Tuesday, May 27, 2008

Terrible at 20-months

I was thinking last night as I was struggling with Zoe, trying to put her to bed still at 9:30...wow.. I just can't believe how hard this is. It is not hard all the time, and no hard in the way that anyone who has not been through it would understand.. it just builds up over the day. Zoe is now at the point where she knows what she wants, but gets frustrated when she can't do it or get what she wants. It is not something where she is spoiled or badly disciplined, it is just about lack of control... she can't always get the control she wants. I understand that when I think about it. But that still doesn't help when she is laying down kicking and screaming, or pouting because she is not comfortable where she is.. it is still stressful.

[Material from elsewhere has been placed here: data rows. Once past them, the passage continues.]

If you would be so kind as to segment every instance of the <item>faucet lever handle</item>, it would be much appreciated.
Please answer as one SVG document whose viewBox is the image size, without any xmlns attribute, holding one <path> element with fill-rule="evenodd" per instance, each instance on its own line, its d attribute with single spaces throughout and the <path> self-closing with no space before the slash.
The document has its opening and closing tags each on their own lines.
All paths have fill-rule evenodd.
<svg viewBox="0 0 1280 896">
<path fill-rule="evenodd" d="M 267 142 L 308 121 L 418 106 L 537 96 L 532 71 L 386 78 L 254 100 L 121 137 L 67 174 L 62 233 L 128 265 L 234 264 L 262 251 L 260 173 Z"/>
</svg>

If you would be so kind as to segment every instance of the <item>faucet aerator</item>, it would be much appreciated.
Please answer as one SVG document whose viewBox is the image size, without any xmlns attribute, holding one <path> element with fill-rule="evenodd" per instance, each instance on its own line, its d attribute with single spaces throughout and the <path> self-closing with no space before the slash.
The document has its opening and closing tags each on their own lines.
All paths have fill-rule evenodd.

For example, this morning we took our two kittens to the vet.. it turns out that they are both boys! and so we may need to rename them (consensus is that "Moonlight" is not a boy name).. well, Zoe was fine until we got into the exam room.. She freaked (fear)... it reminded her of the doctor's office and she would have none of it. We had to go outside. We sat on the bench.. she still cried, shook... there was no reasoning with her, also no blaming her.. but just being around that much upset and not being able to the other things you need (like watch and talk to the vet) was also very frustrating for me.

then there was the dinner thing... she wanted the dip, not just a spoonful of it, but the whole jar. Bruce said when I was pointing to it, picking the jar up, Zoe thought I was going to give it to her, and then I was taking it away. It is hard to see these things, no one can be expected to. She had a complete meltdown. Then I soothed her by giving her a cup of her own of yogurt.. but then I tried to clean up the old dip, so that the mess was controlled, and she started her fit again. Now Bruce is mad at me, I'm upset, Zoe is inconsolable, I haven't even gotten half way through my meal, with no sign of being able to eat.. it sucks.

But she is still the thing that makes me smile... she is very independent, a very strong young lady.. with a hilarious laugh.